Disintegration into regional units would make our assistance very difficult. Each of these would presumably be created by one or more strong personalities. Assuming that they are genuinely anti-Communist, they would at once be facing acute financial problems which would complicate matters within their own areas and help the increasing Communist infiltration. There would be changes in leadership from natural causes and from political machinations. There would be strong temptations to draw upon our willingness to aid and to use this in bargaining with rivals or even with Communists. The resulting economic and other chaos would aggravate the present discontent or despair and inflame anti-American resentment. Meanwhile the Communists would be utilizing all these circumstances to their own advantage. Of course, if disintegration proves unavoidable and if there could be retained a loose federation with a semblance of central authority we might help to some extent through this nominal central Government.
I believe that if we wish to anticipate this, there would seem to be two alternatives for us:
- (1)
- We could give outright military aid, including advice, to the National Government encouraging a large measure of reform and conditioning further aid upon progress in this. This would involve a much greater intervention in Chinese administrative processes and perhaps very much larger expenditure than would have been necessary before deterioration had reached its present stage. We should be prepared for aroused violent anti-American feelings due to Nationalistic resentment against our interference and its immediate consequences. The Communist issue would be blurred in popular thought and they would, of course, effectively exploit it. Even so, we could probably crush the Communist military strength and secure some sort of settlement, but that would not end our participation.
- (2)
- We could continue to keep the door open for our assistance toward a negotiated peace and in the military reorganization and the economic recovery that should follow. We should condition this upon the [Page 410] maintenance of certain safeguards to democracy, including freedom of speech, publication, elections, et cetera, the avoidance of minority controls, of secret police and of other totalitarian methods. We can dare to believe that the insidious methods of Communism would be largely neutralized by being thus forced out into the open. More positive advocacy of education for citizenship, cultural interchanges and improved economic livelihood would further help to disseminate democratic ideas and in general accentuate the natural Chinese attraction for what we may modestly describe as our American way of life and China would then be spontaneously and intelligently our ally in any ideological or even more serious conflict.
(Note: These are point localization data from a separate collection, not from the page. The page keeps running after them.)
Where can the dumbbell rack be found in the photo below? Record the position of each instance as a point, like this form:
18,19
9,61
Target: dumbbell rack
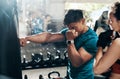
35,73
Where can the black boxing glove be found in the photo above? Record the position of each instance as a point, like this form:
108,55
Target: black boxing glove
105,38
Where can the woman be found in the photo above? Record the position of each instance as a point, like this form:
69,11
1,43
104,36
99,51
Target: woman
111,57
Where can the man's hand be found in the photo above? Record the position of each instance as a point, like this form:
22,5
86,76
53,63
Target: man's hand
71,34
23,42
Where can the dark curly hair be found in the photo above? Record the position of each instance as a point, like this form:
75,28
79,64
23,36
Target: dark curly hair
116,8
73,16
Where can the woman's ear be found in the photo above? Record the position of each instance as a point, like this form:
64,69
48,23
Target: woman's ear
83,21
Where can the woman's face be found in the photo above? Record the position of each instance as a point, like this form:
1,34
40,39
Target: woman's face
113,22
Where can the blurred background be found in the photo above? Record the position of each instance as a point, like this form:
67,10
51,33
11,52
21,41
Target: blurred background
37,16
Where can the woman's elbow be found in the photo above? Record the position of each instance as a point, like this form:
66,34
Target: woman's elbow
97,71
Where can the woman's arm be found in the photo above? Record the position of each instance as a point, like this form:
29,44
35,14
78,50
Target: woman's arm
109,58
98,55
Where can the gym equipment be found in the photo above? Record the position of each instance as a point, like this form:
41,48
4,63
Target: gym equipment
53,77
49,60
10,58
You can readily see from a comparison of these two telegrams that we are in disagreement over the course which should be followed if a serious break occurs in China. We are agreed, however, that even though the moment of crisis is not here, it is quite likely that it is not far off and we should be prepared to meet it. We would all greatly appreciate an expression of the Department’s views in at least general terms on the policy which the United States is likely to follow in the event of a major change. It is, of course, at this particular moment impossible to be precise, but we would appreciate a general indication for our guidance should the situation develop as we see it.